Even against such a vaunted offense as the Chicago White Sox B-Squad, this was unexpected. It was in no way pretty, and caused some consternation in the coaching staff. While it was absolutely a mess, Carrasco certainly did prove one thing. He’s no Justin Masterson.
It’s a weird thing to say about a guy some consider a Cy Young fringe candidate, comparing him to a pseudo-ace from earlier this decade. They’re hard to compare. But if there’s one thing Masterson could do, it’s live off his fastball. For one day, at least. Yes, this is another chance to write about my favorite pitching performance ever.
On July 19, 2011 while facing the Minnesota Twins, Masterson simplified things for his catcher. That day he threw 104 pitches. 103 of those were either his four-seam or sinker, which acts as a fastball out of his hands. He worked 7.2 innings of shutout ball.
It was awesome. The velocity chart looks like this for his outing:
That’s one of the coolest charts I’ve ever seen. Like some kind of shoddy EKG that got briefly unplugged. He pounded the zone too, something like this:
That one little red dot is the lone slider he tossed in to keep the Minnesota Twins off-balance. Somehow, it worked. These were major league hitters. You’d think they’d have caught on after a few innings, though that slider might have created just enough question in hitters’ minds. He was lucky, getting a lot of batted outs, but all that matters is the fastballs and the outs. Both were tallied up by the handful.
At his best, Masterson was a pretty good pitcher, with a fastball that had excellent life to it and a high velocity sinker that fell out of the zone. It just didn’t last long, is all. Carrasco has shown himself to have more general stuff, but he’s never done what Masterson did that one shining day.

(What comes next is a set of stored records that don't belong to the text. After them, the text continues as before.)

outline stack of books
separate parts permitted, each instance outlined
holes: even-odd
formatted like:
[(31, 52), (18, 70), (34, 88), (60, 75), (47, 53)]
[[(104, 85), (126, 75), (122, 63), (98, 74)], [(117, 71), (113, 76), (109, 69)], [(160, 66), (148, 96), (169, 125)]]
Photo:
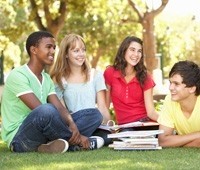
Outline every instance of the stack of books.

At his most extreme since becoming a starter full-time in August 2014, the most fastballs he’s thrown in one outing was 72 against Cincinnati on July 19, 2015. He threw no sinkers that day, 22 change-ups and a few breaking pitches. That’s the best he’s demonstrated. Is it trust, or lack thereof in his fastball? Or more that he just has a really good slider? Any of these are possible. He’s actually never thrown more than a total of 72 fastball/sinkers combined in one game, which is odd since you’d think he’d have been feeling it at some point. But one of the best things about Carrasco is that he’s got so many very good pitches but nothing truly amazing. It makes for a better starter than reliever, and it’s why he has gotten so good.
It’s hard to be actually worried about Carrasco’s repeatedly shaking off Yan Gomes and going back to the fastball simply because it’s spring training. I’m honestly surprised that this doesn’t happen more often. It seems to me that trying a new pitch, or trying something new with one of your classics, would be a great idea against opposing players who are actually trying rather than in a bullpen session or in a simulated game. The opponent isn’t just taking it easy. Some are even trying super hard to make the team, and facing a very intent young prospect probably is just as hard as a coasting full time player.
It is likely we’ll never see what Masterson did again. Certainly not from Carrasco, or pretty much any starter currently on the Indians. Corey Kluber is too crafty (though he could use his four-seam, sinker and cutter, I suppose. That’s pushing it, though), Trevor Bauer too fidgety, Josh Tomlin would get killed. Maybe Danny Salazar, he’s the only one with the kind of fastball that could do it. He just doesn’t have the secondary fastball to make it work though. You need a little deception, even if everything is coming in at 95.
It would have been cool for Masterson to stick around, and be good while doing it, of course. He would have been a nice part of the team, but it was never to be. At least we’ll always have July 19, 2011. For one perfect moment, he was uniquely spectacular.